Прибежала Арина Ивановна, но как только увидела, какое Прохорыч сделал приобретение, так не своим голосом закричала: «Караул! батюшки! грабят!»

«И за что я, через этого подлеца, в одну минуту всего лишиться должен?» - думал Прохорыч, очевидно, намекая на пропойца, всучившего ему свою находку. А крупные капли пота между тем так и выступали на лбу его.

Между тем кабак мало-помалу наполнялся народом, но Прохорыч, вместо того, чтоб с обычною любезностью потчевать посетителей, к совершенному изумлению последних не только отказывался наливать им вино, но даже очень трогательно доказывал, что в вине заключается источник всякого несчастия для бедного человека.

Коли бы ты одну рюмочку выпил - это так! это даже пользительно! - говорил он сквозь слезы, - а то ведь ты норовишь, как бы тебе целое ведро сожрать! И что ж? сейчас тебя за это самое в часть сволокут; в части тебе под рубашку засыплют, и выдешь ты оттоль, словно кабы награду какую получил! А и всей-то твоей награды было сто лозанов! Так вот ты и подумай, милый человек, стоит ли из-за этого стараться, да еще мне, дураку, трудовые твои денежки платить!

Да что ты, никак, Прохорыч, с ума спятил! - говорили ему изумленные посетители.

Спятишь, брат, коли с тобой такая оказия случится! - отвечал Прохорыч, - ты вот лучше посмотри, какой я нынче патент себе выправил!

Прохорыч показывал всученную ему совесть и предлагал, не хочет ли кто из посетителей воспользоваться ею. Но посетители, узнавши, в чем штука, не только не изъявляли согласия, но даже боязливо сторонились и отходили подальше.

Вот так патент! - не без злобы прибавлял Прохорыч.

Что́ ж ты теперь делать будешь? - спрашивали его посетители.

Теперича я полагаю так: остается мне одно - помереть! Потому обманывать я теперь не могу; водкой спаивать бедный народ тоже не согласен; что́ же мне теперича делать, кроме как помереть?

Резон! - смеялись над ним посетители.

Я даже так теперь думаю, - продолжал Прохорыч, - всю эту посудину, какая тут есть, перебить и вино в канаву вылить! Потому, коли ежели кто имеет в себе эту добродетель, так тому даже самый запах сивушный может нутро перевернуть!
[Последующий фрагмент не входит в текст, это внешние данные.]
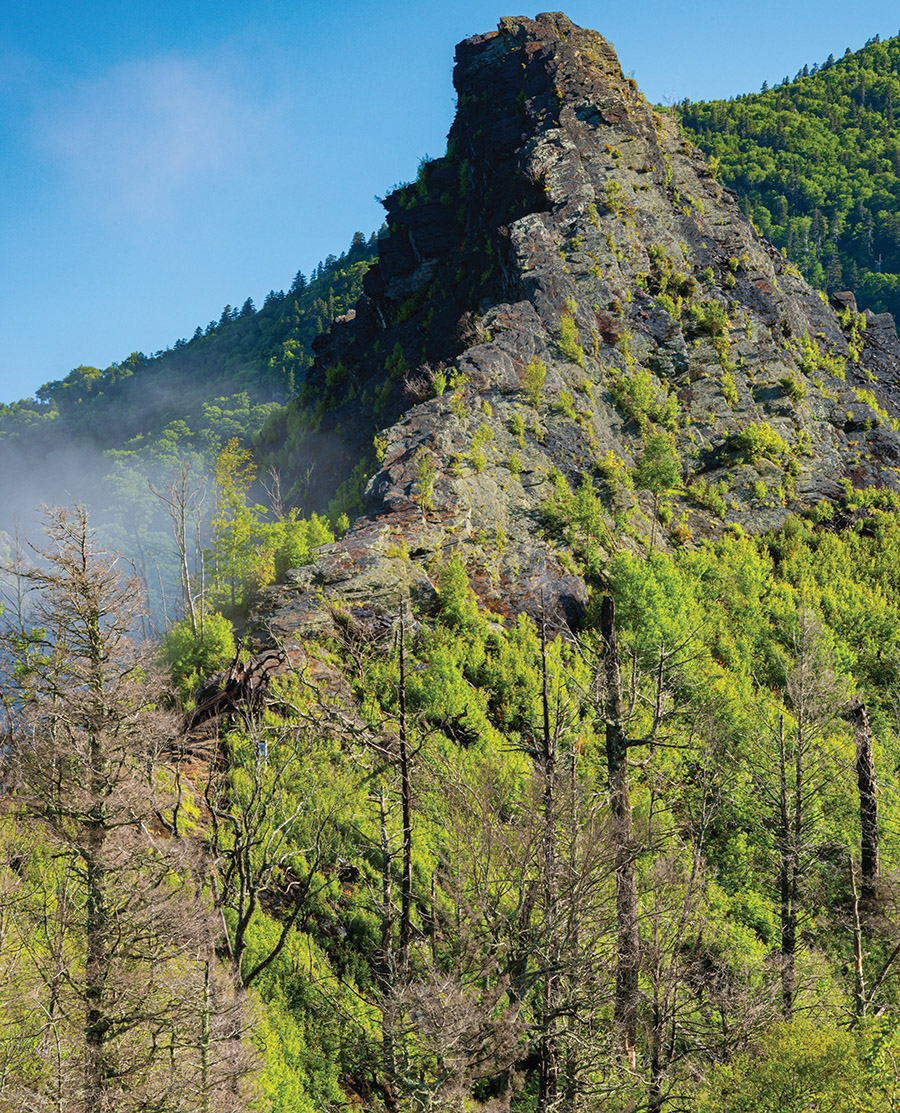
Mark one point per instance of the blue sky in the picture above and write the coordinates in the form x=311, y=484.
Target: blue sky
x=162, y=159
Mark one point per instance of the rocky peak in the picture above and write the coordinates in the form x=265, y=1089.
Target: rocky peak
x=563, y=294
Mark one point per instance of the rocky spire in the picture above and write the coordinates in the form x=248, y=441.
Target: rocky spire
x=565, y=293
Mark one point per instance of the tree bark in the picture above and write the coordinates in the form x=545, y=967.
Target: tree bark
x=549, y=1086
x=629, y=943
x=868, y=806
x=787, y=882
x=406, y=807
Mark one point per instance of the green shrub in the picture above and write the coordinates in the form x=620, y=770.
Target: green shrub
x=533, y=381
x=191, y=658
x=569, y=340
x=757, y=441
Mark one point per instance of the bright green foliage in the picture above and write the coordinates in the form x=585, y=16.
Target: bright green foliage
x=191, y=658
x=640, y=396
x=658, y=469
x=817, y=164
x=569, y=340
x=801, y=1066
x=234, y=522
x=759, y=440
x=533, y=381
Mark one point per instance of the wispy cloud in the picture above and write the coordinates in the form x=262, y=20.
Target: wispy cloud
x=137, y=138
Никто не заметил пропажи чего-то важного. Совесть… Люди, как прежде, массово скапливались на бульварах и в театре, беспокоились, хлопотали и не подозревали, что им чего-то не хватает. Многим даже стало проще вредить другим, угодничать, ябедничать и сплетничать. Она исчезла внезапно, стремительно. Накануне назойливая иждивенка мельтешила перед очами, мерещилась взбудораженной фантазии. Перестали мучить публику призраки, успокоилась душевная тревога. Умные люди поняли, что они освобождены от гнета, затруднявшего их действия раньше, и воспользовались полученной свободой. Они пришли в неистовство, начались ограбления, преступления, всеобщее разорение.

Несчастная совесть валялась на тракте – замученная, униженная, опозоренная. Ее топтали ногами, бросали как можно дальше. Все удивлялись, что в самом удобном месте валяется такая нелепость. Бедняжка могла бы пролежать так очень долго, но наконец ее поднял несчастный пьяница, понадеявшийся получить за нее чекушку. Неожиданно он почувствовал, что его как будто пронизало электричеством. Его мутный взгляд блуждал вокруг в поисках объяснения случившегося, а мозг стал освобождаться от опьянения.

Внезапно он осознал свое бедственное положение, которое старался заглушить все последнее время. Поначалу он только испугался, потом начал вспоминать все свое позорное прошлое, фантазия подсказывала подробности и детали измен и предательств. Страшно стало ему судить самого себя, рекой полились слезы раскаяния. Пропойца не видел другого выхода, как только освободиться от совести, и отправился к трактиру, где занимался торговлей его знакомый Прохорыч. Ему-то и подложил тряпицу с совестью наш пьяница, которому сразу стало легче жить.

Прохорыч сразу же ощутил муки совести и начал сожалеть о прегрешениях: преступно подпаивать народ. Он даже начал выступать перед посетителями трактира, объясняя им пагубность водки. Кое-кому целовальник пытался передать совесть, но все открещивались от такого подарка. Кабатчик даже дошел до того, что чуть было не уничтожил вино. Торговать в тот вечер не получилось, зато спалось ему безмятежно, не как раньше.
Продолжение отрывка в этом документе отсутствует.